[whatwg] Trying to work out the problems solved by RDFa

Fri Jan 2 08:49:02 PST 2009

On Wed, Dec 31, 2008 at 10:41 PM, Charles McCathieNevile
<chaals at opera.com> wrote:
> A standard way to include arbitrary data in a web page and extract it for
> machine processing, without having to pre-coordinate their data models.

This isn't a requirement (or in other words, a problem), it's a
solution.  What are the problems that need to be solved, and for which
having a standard way to include arbitrary data in a web page and have
it easily extractable would be helpful?  (Note:  I think there
certainly *are* problems that *would* find this helpful, I'm just
trying to lead your argument into the right direction.)  (As well,
since the discussion is about RDFa specifically, not data-markup in
general, what are the problems that need RDFa *specifically* as a
solution, as compared to the myriad other ways to embed data?)

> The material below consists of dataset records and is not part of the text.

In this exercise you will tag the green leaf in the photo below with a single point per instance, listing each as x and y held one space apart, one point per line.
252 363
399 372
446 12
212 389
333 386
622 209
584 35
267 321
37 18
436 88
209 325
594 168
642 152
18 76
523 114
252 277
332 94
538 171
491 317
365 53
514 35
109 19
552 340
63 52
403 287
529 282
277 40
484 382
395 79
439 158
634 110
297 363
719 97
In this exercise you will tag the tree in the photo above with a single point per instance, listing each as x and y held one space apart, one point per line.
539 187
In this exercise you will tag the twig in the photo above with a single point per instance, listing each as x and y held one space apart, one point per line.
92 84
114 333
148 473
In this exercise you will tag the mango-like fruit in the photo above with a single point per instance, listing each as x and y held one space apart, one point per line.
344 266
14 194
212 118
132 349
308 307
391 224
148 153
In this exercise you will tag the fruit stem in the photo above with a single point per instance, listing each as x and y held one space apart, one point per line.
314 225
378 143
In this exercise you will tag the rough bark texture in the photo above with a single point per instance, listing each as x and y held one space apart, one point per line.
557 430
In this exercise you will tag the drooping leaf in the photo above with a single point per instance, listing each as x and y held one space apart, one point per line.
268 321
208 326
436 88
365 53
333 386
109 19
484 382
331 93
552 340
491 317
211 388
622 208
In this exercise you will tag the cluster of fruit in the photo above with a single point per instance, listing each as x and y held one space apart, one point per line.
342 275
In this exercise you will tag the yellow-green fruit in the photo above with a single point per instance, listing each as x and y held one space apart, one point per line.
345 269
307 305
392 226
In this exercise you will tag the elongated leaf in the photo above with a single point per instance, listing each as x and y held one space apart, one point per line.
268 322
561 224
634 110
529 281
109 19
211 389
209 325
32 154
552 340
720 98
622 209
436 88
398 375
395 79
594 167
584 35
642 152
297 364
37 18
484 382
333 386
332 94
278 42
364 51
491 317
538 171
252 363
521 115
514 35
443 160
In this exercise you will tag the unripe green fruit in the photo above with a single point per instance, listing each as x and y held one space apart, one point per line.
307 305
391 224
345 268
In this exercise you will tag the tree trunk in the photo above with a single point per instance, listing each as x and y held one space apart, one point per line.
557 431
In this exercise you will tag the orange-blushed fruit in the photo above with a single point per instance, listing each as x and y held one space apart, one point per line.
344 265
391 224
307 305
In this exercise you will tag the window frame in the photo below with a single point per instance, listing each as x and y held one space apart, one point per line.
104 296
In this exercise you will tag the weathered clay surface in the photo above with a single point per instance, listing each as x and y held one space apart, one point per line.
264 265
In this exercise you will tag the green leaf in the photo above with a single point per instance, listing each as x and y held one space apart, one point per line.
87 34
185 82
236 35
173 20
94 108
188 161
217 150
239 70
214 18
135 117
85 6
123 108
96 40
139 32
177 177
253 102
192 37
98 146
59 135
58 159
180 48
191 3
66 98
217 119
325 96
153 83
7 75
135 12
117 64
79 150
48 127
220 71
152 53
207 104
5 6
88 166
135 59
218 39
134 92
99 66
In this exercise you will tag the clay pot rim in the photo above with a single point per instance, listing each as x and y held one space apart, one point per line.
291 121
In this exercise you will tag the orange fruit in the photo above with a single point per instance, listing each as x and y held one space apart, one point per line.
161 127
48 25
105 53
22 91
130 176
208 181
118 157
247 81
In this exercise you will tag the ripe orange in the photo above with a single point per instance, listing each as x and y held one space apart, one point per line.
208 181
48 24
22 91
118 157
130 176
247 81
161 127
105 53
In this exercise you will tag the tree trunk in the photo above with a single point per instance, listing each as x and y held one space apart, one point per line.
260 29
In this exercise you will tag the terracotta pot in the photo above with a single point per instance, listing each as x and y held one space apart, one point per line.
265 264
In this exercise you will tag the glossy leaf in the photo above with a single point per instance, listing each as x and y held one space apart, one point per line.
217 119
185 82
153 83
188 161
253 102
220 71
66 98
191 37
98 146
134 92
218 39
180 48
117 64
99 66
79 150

> Since many people use RDF as an interchange, storage and processing format
> for this kind of data (because it provides for automated mapping of data
> from one schema to many others, without requiring anyone to touch the
> original schemata or agree in advance how they should be created), I believe
> there is a requirement for a method that allows third parties to include RDF
> data in, and extract it from information encoded within an HTML page.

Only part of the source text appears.